We discovered that if you’re going to build or remodel, you’d better learn to find those warning signs on your own.

“In many cases, they can go to the Department of Business and Professional Regulations website and find out,” said attorney Adam Linkhorst in Palm Beach County.

Linkhorst gets calls from people here on our coast with contractor problems.

“Oftentimes, if contractors are having a lot of problems, other folks will post things,” Linkhorst said.

But we found that after all the Beattie complaints we’ve gotten, and a police raid at their office, the DBPR website shows no complaints for Beattie and an active license.
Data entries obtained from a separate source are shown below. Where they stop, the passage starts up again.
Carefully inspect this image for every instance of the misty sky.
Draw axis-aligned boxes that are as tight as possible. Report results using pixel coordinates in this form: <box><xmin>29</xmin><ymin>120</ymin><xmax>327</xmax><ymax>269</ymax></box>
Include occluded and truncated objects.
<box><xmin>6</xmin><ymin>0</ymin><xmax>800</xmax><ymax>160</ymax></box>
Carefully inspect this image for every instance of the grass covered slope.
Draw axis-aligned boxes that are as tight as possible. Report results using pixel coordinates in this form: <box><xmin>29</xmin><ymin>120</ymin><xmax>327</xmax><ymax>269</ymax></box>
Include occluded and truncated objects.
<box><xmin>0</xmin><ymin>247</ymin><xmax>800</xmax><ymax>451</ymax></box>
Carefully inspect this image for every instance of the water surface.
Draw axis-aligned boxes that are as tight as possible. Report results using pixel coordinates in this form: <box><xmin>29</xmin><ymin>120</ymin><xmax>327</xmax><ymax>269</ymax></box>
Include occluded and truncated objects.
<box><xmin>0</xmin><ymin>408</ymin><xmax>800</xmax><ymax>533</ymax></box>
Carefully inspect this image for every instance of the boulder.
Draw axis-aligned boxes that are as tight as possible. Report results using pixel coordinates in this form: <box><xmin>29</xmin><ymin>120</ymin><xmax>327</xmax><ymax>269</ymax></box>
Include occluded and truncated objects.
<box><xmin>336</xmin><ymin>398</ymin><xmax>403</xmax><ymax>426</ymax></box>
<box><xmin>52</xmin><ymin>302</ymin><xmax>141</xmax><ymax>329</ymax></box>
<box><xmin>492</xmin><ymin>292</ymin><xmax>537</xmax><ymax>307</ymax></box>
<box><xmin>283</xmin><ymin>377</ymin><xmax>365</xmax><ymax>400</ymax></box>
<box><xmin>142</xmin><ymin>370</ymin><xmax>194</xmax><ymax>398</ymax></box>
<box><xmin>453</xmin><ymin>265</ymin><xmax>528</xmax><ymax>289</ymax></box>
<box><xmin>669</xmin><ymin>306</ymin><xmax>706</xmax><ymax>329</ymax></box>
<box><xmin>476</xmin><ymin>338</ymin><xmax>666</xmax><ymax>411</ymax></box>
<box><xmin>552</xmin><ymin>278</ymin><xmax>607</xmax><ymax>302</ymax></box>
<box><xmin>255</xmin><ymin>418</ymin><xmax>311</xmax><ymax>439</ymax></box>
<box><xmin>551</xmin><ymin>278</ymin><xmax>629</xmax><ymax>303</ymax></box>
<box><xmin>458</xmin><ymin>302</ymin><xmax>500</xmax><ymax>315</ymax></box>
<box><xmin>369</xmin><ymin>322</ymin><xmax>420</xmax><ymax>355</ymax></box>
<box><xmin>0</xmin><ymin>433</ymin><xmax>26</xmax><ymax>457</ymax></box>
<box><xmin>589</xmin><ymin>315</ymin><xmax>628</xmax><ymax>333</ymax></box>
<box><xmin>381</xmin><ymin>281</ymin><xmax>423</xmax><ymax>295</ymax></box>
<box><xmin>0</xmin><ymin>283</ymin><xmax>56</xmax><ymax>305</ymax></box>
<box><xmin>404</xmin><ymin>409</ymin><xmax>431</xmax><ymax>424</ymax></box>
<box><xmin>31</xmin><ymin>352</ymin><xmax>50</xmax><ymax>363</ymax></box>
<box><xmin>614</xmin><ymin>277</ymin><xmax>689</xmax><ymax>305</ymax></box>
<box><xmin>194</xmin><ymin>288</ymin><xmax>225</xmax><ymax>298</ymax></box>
While the attorney general has 38 complaints now, up from 15 when we last checked, they are not searchable on the website, so you won’t find them there.

Cape police aren’t talking. Only the Better Business Bureau now shows an “F” rating, but that took months and a lot of unanswered complaints.

“Ask for references and not only get the references but call them up,” Linkhorst said.

Ideally, at least one person has just finished a project, one who is on a project and one who is just starting.

Search social media carefully for emerging patterns of complaints, and don’t forget the clerk of court’s site for lawsuits.

“And you start adding up all the little bits and pieces,” Linkhorst said.

It can save you from not just paying for something you don’t get but paying twice because of a subcontractor not being paid and putting a lien on your house even though you paid your contractor.

“The big picture is Florida legislation needs to change,” said Jason Yoraway, a former Beattie Development customer.

Meantime, the bottom line is you’ve really got to protect yourself upfront.

Another important step is to get your own lawyer to review the contract up front to make sure you understand things like what happens if building material prices go up in the middle of the project.

No one at the company has been charged. Bottom line: you are your own best protection.